Mahfud MD: Negara Harus Gunakan Semua Perangkat Hukum Hadapi Gejala Radikal

Mahfud berpandangan bahwa ideologi di Indonesia mulai berubah setelah pendatang baru

Penulis: Wahyu Aji
Editor: Johnson Simanjuntak
zoom-in Mahfud MD: Negara Harus Gunakan Semua Perangkat Hukum Hadapi Gejala Radikal
Mahfud MD 

TRIBUNNEWS.COM, JAKARTA - Mantan Ketua Mahmakah Konstitusi (MK) Mahfud MD melihat munculnya bibit-bibit radikalisme yang berdasar agama itu disebabkan oleh beberapa hal.

Pertama, memang ada orang yang secara ideologis menganggap agama Islam itu harus menjadi dasar Negara ada, namun jumlahnya itu sedikit karena kalah didalam forum resmi maupun tidak resmi.

Mahfud berpandangan bahwa ideologi di Indonesia mulai berubah setelah pendatang baru yang lahir sesudah kemerdekaan.

Menurutnya, mereka sudah tahu Indonesia sudah merdeka lalu belajar luar negeri lalu membawa paham luar negeri seakan-akan menganggap bahwa pancasila itu salah, system pemerintahan salah, dan sebagainya.
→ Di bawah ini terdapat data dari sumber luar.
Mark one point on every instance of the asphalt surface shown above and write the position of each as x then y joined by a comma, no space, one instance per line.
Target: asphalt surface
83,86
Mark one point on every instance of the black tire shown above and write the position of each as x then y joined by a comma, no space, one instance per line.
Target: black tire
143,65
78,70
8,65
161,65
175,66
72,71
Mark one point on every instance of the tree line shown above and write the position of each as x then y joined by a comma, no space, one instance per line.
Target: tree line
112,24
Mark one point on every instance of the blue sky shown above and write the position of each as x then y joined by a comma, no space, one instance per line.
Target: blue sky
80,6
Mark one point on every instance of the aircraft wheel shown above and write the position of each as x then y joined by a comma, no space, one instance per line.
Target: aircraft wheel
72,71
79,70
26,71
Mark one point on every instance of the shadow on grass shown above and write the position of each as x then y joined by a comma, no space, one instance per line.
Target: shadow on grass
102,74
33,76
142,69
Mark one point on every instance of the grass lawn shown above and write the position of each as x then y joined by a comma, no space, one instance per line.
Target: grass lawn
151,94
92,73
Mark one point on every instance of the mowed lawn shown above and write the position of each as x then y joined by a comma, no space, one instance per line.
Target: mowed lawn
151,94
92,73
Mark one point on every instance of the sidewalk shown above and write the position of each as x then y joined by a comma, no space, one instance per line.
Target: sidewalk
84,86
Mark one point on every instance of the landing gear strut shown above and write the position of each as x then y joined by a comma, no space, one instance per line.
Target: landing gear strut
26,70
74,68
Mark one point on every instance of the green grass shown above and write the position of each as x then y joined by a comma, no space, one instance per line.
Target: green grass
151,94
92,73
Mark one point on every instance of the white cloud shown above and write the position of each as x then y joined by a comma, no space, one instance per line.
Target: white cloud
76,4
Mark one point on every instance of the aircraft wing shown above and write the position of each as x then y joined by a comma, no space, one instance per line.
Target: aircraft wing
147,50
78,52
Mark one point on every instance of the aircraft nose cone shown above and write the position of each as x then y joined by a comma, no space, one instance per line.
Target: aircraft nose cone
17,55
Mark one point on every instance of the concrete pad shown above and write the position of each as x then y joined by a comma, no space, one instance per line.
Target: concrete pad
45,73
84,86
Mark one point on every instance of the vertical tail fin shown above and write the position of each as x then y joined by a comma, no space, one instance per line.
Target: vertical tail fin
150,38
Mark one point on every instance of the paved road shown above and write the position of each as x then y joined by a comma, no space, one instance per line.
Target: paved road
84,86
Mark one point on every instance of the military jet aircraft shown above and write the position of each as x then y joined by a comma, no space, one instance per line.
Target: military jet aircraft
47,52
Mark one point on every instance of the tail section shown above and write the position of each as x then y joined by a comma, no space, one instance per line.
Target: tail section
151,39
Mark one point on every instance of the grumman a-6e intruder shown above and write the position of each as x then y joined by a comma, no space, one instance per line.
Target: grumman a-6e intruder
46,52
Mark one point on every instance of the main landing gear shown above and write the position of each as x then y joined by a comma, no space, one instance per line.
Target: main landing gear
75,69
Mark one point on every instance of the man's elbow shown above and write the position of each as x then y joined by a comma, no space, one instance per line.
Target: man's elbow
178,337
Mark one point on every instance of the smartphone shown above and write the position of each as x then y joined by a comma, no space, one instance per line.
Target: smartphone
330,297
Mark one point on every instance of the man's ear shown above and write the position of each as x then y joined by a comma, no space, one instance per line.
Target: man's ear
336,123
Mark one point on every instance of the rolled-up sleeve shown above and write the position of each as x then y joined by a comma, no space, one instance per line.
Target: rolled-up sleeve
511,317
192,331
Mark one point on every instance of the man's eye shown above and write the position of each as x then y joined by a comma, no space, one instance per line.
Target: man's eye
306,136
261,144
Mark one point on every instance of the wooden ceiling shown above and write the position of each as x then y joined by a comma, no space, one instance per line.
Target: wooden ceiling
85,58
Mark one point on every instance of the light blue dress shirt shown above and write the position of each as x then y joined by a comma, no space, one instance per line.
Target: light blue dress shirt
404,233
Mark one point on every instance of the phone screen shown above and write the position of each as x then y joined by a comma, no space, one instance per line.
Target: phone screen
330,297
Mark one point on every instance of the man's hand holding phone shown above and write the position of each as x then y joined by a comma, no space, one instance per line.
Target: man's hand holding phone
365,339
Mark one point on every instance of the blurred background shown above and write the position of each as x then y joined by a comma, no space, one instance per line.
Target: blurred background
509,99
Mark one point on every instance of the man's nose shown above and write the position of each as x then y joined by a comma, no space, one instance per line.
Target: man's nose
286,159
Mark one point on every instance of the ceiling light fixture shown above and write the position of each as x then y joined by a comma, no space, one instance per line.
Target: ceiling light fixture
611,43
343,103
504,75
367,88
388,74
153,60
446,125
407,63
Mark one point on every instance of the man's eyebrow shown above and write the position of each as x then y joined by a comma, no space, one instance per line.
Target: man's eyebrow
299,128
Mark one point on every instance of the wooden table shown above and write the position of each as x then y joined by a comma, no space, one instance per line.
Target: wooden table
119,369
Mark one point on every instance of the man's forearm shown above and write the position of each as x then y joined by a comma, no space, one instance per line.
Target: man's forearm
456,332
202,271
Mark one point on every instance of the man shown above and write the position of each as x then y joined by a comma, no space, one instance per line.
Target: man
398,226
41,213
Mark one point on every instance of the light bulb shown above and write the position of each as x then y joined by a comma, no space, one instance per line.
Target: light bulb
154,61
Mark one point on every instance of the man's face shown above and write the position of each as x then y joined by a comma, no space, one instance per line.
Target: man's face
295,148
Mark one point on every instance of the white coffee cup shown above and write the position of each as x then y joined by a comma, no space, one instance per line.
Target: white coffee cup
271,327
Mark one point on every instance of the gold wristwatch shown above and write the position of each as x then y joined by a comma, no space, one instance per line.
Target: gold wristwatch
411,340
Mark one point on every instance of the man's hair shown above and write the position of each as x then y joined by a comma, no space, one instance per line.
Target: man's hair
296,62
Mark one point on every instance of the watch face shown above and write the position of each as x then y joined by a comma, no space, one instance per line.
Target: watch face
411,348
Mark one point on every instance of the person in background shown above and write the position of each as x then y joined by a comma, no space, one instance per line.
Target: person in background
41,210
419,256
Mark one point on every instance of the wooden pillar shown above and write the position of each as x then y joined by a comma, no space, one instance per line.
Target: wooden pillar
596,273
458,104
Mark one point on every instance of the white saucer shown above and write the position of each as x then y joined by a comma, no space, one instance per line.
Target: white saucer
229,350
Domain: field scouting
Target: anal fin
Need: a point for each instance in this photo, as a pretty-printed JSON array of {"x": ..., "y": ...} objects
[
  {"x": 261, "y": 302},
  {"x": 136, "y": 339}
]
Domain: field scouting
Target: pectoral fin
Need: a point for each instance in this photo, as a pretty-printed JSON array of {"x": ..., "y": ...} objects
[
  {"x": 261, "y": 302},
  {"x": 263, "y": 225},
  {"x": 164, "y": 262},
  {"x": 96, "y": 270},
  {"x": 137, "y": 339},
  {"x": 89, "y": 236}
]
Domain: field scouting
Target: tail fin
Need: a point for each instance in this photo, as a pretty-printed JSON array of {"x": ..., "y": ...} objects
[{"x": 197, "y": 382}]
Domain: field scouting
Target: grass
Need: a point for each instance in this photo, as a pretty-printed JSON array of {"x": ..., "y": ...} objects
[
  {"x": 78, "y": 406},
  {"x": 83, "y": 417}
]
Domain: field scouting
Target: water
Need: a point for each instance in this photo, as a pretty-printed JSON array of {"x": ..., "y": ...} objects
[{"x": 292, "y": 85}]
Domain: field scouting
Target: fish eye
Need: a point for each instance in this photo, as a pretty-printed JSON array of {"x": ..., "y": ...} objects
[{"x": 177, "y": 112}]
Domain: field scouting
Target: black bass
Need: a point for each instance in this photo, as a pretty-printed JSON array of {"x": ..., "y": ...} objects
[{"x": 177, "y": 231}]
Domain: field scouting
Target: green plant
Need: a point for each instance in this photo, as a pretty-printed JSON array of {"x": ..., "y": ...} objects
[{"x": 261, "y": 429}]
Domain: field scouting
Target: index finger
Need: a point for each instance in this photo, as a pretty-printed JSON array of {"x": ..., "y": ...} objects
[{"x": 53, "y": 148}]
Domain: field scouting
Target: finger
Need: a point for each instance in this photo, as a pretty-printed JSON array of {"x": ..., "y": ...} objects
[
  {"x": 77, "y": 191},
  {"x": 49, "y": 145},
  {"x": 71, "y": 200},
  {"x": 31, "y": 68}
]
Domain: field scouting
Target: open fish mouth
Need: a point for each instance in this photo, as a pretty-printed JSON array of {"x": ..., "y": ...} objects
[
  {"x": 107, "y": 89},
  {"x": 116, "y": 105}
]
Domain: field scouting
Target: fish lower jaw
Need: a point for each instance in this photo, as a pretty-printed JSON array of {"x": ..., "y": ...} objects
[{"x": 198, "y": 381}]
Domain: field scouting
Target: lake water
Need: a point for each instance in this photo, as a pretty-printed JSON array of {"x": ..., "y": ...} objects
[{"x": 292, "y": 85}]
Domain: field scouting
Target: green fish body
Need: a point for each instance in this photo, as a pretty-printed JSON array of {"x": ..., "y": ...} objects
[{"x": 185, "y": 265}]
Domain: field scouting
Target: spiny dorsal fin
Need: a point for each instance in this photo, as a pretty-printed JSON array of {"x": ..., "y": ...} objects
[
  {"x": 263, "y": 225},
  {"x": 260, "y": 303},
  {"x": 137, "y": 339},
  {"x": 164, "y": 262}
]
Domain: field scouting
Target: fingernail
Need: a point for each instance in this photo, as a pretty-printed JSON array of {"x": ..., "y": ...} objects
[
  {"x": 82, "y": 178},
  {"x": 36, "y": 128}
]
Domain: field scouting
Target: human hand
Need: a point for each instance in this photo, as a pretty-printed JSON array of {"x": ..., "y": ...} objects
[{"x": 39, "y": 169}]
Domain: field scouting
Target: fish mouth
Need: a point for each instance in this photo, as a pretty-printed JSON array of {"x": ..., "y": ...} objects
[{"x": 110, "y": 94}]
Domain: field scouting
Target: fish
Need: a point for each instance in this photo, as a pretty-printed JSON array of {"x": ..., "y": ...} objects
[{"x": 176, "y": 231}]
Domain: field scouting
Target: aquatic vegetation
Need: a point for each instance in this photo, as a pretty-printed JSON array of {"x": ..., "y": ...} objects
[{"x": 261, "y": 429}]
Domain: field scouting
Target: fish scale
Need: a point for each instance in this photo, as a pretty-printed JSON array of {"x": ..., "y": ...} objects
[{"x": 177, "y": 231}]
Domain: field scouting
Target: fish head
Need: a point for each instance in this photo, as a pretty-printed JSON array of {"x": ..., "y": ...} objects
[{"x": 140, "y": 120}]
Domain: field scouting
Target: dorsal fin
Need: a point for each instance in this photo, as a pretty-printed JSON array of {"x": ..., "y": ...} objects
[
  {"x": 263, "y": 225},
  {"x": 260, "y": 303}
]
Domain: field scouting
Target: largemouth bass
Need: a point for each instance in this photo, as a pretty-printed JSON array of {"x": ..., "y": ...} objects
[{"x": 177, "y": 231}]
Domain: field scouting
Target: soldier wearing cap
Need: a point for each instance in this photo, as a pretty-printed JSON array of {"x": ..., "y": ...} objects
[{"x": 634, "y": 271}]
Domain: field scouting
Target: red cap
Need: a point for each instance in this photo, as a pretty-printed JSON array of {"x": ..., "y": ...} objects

“Ini karena anak-anak ini tidak tahu sejarah kebersatuan kita bahwa dulu Negara ini dibangun secara bergotong royong, tanpa memperhitungkan siapa yang lebih besar siapa yang lebih kecil besatulah kita menjadi Indonesia,” kata Mahfud kepada wartawan di Jakarta, Sabtu (9/6/2018).

Menurutnya, para pendiri bangsa ini telah menyepakati Pancasila adalah ideologi satu-satunya dansudah didiskusikan oleh pendiri bangsa.

Saat ini konsep bahwa Negara kita ini bukan Negara agama tetapi Negara berke-Tuhanan.

Berita Rekomendasi

Oleh sebab itu, kata dia, pengaruh agama itu harus rukun bersatu dan memberi spirit secara bersama-sama kepada jalan pemerintahan bangsa dan Negara.

Mahfud mengungkapkan, ada gerakan Islam eksklusif yang memang agak kurang cocok dengan paham kenegaraan Pancasila.

Gerakan Islam eksklusif itu sekarang ada tiga yakni pertama berbau radikal yang disebut Hizbut Tahrir Indonesia (HTI).

HTI itu, kata Mahfud, adalah gerakan resmi yang memang sejak awal didirikan untuk mengganti Negara Pancasila.

Kedua adalah Majelis Mujahidin Indonesia (MMI) itu berdirinya tidak ingin mengganti Negara Pancasila tapi ingin memberlakukan hukum Islam sebagai hukum resmi negara.

Ketiga ada komite persiapan pemberlakuan syariat Islam Indonesia ini tidak radikal tetapi eksklusif.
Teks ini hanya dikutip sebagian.